The intentional irony of Black or White is that it’s not really concerned with either of those things; it’s concerned with the gray area in between. Both Elliot and Rowena have their strengths and weaknesses. The screenplay adds complication upon complication for the characters in order to make the gray areas even grayer. Among the elements introduced are Elliot’s alcoholism, his possible racial insensitivity, Reggie’s questionable sobriety and half-hearted attempts to reconnect with his daughter, Rowena’s refusal to acknowledge the damaging nature of her grown son’s addiction, her inability to afford the expensive prep school Elliot has been paying for, and appropriate child care for the girl. And that’s only part of it. Black or White works so hard to show the gray areas that, after a while, you begin to wonder whether Eloise might not be better off somewhere else altogether.
While many of these issues are interesting — and all of them certainly valid — tossing them into the same screenplay means that the film is never able to explore any of them as deeply as necessary. Similarly, so many things cannot be satisfyingly paid off all at once. As such, Black or White falls apart substantially in its final act. A climactic confrontation between Elliot and Reggie is laughably overwrought. The scene becomes almost comical in the way it tries to manufacture grand, symbolic drama. (It even finds a way to get one of the characters into a near-death situation.) This needlessly heavy-handed sequence is oddly followed by one of those annoyingly quirky movie courtroom scenes where people say and do things that would never be allowed in a real court of law, but which are allowed by the cinematic judge because, doggonit, they’ll lead to a happy ending.

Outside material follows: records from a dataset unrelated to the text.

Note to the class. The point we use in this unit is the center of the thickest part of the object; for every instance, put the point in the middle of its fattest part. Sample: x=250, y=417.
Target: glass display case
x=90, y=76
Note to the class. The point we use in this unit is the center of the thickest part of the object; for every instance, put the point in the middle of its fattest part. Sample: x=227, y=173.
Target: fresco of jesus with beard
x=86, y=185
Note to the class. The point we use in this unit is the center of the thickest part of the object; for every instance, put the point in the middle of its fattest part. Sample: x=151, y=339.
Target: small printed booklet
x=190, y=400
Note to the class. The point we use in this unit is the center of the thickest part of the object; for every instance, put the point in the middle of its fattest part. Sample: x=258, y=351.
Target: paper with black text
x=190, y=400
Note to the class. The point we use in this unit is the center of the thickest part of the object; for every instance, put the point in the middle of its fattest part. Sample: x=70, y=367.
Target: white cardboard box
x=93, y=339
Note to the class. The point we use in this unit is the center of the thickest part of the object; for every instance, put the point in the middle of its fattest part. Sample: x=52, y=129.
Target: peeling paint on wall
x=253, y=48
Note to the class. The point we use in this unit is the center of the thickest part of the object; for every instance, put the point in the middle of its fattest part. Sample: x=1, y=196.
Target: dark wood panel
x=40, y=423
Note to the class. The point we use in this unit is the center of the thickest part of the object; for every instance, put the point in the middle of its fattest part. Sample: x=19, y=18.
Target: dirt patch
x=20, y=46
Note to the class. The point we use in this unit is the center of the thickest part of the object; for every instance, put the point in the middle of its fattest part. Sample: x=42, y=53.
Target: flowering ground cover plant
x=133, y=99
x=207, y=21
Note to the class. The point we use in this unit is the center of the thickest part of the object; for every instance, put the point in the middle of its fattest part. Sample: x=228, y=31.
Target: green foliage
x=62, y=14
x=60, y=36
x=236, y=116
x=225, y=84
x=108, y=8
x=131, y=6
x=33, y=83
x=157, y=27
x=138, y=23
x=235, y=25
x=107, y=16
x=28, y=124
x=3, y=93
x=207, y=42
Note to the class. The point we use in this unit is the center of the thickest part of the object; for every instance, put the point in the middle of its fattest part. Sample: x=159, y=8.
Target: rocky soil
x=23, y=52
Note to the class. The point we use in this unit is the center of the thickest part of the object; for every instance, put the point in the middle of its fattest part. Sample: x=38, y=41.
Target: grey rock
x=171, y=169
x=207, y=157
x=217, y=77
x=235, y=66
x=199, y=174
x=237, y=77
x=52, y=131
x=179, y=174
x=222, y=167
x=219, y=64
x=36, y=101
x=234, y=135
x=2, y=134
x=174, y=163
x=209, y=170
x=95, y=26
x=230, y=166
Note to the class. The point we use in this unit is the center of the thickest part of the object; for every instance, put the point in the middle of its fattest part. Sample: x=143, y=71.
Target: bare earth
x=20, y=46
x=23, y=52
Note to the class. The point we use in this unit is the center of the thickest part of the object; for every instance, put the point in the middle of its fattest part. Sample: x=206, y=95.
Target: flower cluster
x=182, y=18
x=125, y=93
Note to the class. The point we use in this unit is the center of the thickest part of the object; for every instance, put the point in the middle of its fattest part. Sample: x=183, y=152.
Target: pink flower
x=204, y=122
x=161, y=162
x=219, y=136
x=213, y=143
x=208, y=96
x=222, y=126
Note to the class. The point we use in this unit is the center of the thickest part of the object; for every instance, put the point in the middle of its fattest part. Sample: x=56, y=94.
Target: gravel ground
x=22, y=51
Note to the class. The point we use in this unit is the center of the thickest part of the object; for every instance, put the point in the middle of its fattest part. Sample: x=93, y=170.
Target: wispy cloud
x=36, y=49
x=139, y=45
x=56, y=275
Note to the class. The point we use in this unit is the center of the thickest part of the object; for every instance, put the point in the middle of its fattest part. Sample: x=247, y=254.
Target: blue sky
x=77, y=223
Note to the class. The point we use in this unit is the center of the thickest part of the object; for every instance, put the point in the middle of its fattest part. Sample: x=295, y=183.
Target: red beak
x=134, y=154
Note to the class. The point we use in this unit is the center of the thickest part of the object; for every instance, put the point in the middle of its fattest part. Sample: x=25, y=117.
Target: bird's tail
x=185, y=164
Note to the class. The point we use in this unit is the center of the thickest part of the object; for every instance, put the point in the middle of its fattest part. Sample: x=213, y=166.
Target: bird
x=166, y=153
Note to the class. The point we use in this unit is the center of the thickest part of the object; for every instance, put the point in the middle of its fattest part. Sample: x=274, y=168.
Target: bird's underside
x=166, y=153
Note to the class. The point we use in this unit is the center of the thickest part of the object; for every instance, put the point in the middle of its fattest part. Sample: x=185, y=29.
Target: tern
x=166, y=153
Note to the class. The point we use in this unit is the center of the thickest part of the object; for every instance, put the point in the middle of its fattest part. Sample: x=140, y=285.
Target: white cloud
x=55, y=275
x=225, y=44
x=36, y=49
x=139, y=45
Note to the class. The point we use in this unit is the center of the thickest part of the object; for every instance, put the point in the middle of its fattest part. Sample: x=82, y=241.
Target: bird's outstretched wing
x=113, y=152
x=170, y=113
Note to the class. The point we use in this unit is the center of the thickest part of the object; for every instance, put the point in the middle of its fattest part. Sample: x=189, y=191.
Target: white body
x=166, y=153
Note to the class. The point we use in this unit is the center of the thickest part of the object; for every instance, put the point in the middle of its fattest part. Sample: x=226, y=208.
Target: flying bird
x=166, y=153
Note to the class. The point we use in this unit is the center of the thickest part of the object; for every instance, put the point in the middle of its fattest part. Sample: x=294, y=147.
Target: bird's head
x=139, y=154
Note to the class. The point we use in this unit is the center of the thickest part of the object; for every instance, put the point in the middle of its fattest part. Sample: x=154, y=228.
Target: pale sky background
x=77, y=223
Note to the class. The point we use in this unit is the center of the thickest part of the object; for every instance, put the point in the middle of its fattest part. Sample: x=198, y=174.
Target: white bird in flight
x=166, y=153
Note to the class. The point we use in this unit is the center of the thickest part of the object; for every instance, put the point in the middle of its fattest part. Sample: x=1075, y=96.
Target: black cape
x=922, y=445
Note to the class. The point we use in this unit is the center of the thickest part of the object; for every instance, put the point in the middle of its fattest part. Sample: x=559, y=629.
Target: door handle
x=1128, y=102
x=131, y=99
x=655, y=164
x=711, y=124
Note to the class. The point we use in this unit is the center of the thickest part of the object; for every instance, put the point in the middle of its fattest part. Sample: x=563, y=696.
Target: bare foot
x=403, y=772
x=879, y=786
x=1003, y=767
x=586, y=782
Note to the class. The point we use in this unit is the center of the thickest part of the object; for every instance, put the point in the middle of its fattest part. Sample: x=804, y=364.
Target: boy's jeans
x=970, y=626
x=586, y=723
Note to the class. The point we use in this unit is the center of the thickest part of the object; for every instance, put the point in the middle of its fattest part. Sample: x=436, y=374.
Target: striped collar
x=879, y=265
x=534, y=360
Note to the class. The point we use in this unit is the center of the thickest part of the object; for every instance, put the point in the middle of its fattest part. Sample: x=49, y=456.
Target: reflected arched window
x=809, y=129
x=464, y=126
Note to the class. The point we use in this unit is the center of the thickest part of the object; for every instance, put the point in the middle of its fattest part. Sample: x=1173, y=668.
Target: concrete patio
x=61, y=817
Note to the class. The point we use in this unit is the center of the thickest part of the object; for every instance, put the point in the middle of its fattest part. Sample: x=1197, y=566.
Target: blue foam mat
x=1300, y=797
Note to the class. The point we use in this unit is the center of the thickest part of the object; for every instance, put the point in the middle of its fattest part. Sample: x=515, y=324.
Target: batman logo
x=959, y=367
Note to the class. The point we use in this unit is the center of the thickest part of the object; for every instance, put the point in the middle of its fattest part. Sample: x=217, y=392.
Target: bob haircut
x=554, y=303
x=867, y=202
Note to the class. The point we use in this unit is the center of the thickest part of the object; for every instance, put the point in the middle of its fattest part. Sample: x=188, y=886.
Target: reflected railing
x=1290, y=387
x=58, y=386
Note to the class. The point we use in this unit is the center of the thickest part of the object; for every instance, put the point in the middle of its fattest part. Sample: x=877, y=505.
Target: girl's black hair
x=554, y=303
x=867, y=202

It’s additionally worth noting that, as the battle between the adults takes place, Eloise becomes lost in her own story. What she wants and how she’s impacted by the people in her life fighting over her is curiously ignored.
Kevin Costner and Octavia Spencer both do fine work here, to be fair. The former captures the toxic way Elliot’s grief, resentment, and fear combine to foil his best intentions, while the latter gives Rowena a credible mixture of determinism and denial. Scenes between them often have a ring of truth. The supporting actors are solid, as well. Young Jillian Estell, meanwhile, delivers a nice, unforced performance as the little girl whose emotional and physical welfare is at stake. One gets the feeling that, had the film given her more to do, she might have been up to the challenge.
Black or White deserves credit for even trying to examine the issue of race in a serious way. Some of the ideas it introduces are undeniably affecting and thought-provoking. The two-hour running time flies by, even if the film never quite hits the bull’s-eye, simply because it’s hard not to engage with the topic. Mike Binder has made a very sincere movie with lofty ambitions. You have to respect that. But Black or White comes at the issue from so many angles simultaneously that the overall impact is muted.